The decision also “reflects the department’s commitment to President (Donald) Trump’s executive actions to expand American timber production and unleash American energy,” according to a USDA spokesperson.
Republican Party of New Mexico Chair Amy Barela said the rule has been “overused and abused for years.”
“In New Mexico, this inflexible federal mandate has allowed our forests to grow dangerously overstocked and poorly managed,” Barela said in a statement.
But not everyone thinks more roads could help prevent fires in New Mexico.
“I don’t really see any benefit,” said Zander Evans, executive director of the nonprofit Forest Stewards Guild, which promotes forest stewardship and works on tree thinning projects.
Roads are a key tool for managing forests, Evans said, but he can’t think of areas in New Mexico forests that would benefit from new roads.
Evans agrees New Mexico forests are overcrowded, in part because of a history of aggressive fire suppression instead of regular burning.
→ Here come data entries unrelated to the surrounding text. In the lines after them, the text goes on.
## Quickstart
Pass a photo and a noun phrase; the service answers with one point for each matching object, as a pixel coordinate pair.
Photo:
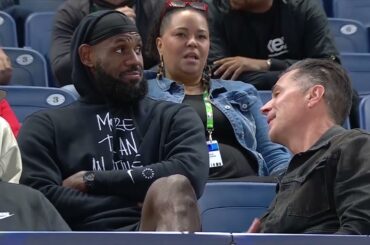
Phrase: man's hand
(255, 226)
(5, 68)
(234, 66)
(130, 12)
(76, 181)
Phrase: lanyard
(209, 114)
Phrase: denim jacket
(240, 103)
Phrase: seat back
(358, 68)
(232, 206)
(41, 5)
(38, 29)
(25, 100)
(8, 32)
(352, 9)
(29, 67)
(364, 112)
(349, 35)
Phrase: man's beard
(120, 92)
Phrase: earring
(160, 72)
(206, 76)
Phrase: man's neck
(307, 136)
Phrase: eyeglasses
(173, 4)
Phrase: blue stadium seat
(114, 238)
(358, 68)
(352, 9)
(350, 35)
(38, 28)
(300, 239)
(8, 31)
(232, 206)
(41, 5)
(29, 67)
(25, 100)
(265, 95)
(364, 112)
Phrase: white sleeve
(10, 157)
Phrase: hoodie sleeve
(185, 152)
(43, 171)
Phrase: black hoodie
(132, 147)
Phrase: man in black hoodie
(101, 160)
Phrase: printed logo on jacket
(118, 135)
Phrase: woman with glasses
(237, 132)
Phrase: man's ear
(86, 55)
(159, 44)
(316, 94)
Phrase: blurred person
(255, 40)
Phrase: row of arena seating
(350, 35)
(164, 238)
(27, 99)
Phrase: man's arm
(185, 152)
(43, 171)
(352, 187)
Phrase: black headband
(110, 25)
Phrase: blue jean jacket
(240, 103)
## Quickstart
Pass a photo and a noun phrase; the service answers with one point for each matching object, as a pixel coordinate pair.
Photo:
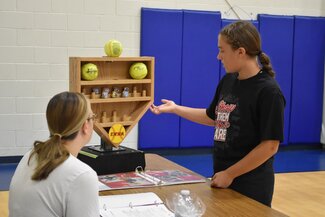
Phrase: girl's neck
(249, 70)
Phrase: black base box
(115, 161)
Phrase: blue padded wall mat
(225, 22)
(308, 80)
(277, 42)
(200, 72)
(161, 36)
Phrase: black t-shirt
(245, 112)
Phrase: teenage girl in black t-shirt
(247, 113)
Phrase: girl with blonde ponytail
(246, 112)
(50, 180)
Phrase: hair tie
(57, 134)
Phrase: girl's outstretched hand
(168, 106)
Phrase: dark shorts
(257, 184)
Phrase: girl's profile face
(227, 56)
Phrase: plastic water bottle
(186, 204)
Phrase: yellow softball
(116, 133)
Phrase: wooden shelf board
(109, 124)
(121, 99)
(117, 81)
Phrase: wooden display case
(114, 73)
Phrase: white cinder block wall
(38, 36)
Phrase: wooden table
(219, 202)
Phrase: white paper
(133, 205)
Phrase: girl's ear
(241, 51)
(85, 127)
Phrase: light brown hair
(244, 34)
(66, 113)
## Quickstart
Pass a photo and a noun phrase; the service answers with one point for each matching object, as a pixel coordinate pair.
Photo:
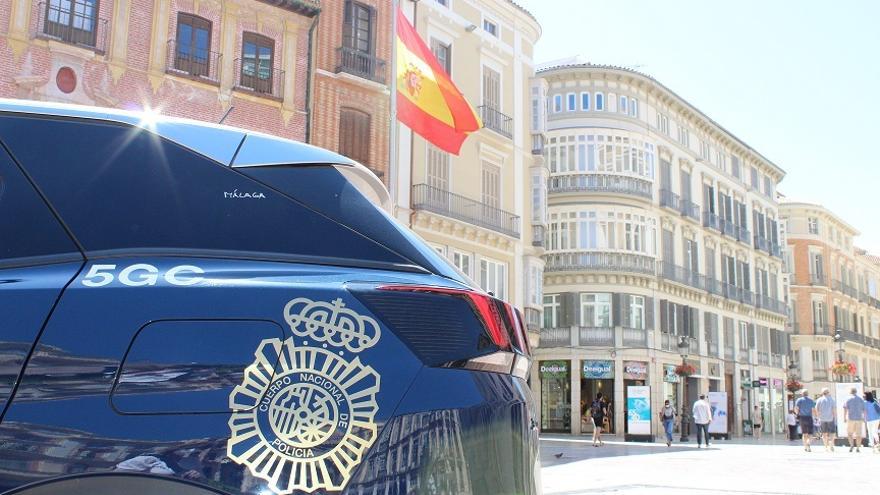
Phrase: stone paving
(741, 466)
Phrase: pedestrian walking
(826, 409)
(791, 421)
(667, 417)
(854, 415)
(804, 407)
(598, 411)
(757, 421)
(702, 413)
(872, 413)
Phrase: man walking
(667, 416)
(854, 415)
(702, 413)
(826, 409)
(804, 408)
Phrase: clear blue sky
(797, 80)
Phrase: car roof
(218, 142)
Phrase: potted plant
(685, 370)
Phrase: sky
(799, 81)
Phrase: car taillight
(502, 323)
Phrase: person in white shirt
(702, 413)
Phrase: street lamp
(683, 347)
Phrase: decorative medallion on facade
(304, 415)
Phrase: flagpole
(393, 165)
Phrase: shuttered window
(354, 135)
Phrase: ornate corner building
(663, 245)
(834, 296)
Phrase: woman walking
(597, 413)
(667, 417)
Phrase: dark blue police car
(197, 309)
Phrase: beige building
(662, 242)
(477, 208)
(834, 297)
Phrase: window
(551, 311)
(257, 62)
(462, 261)
(443, 53)
(72, 21)
(490, 27)
(193, 45)
(358, 27)
(596, 310)
(493, 277)
(354, 135)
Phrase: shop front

The Forest Service has changed its approach to wildfire management in recent decades to include more prescribed burns.
“Researchers can read a tree like a book because of the tree rings. You can go back in time and see how often fires used to burn,” Evans said.
Ponderosa pine, a common type of forest in the state, used to burn every two to seven years, creating a fairly open forest, he said.
But thinning and prescribed burns already happen in New Mexico’s roadless areas. The Forest Stewards Guild has worked on tree thinning projects with the city of Santa Fe and other partners around the Santa Fe watershed east of the city.
It’s important to protect that area from wildfire because it includes the Santa Fe River headwaters, a source of drinking water for the city, Evans said.
Those projects were sometimes complicated to accomplish, but the roadblock wasn’t accessing the forests, Evans said. It was community opposition to cutting down trees.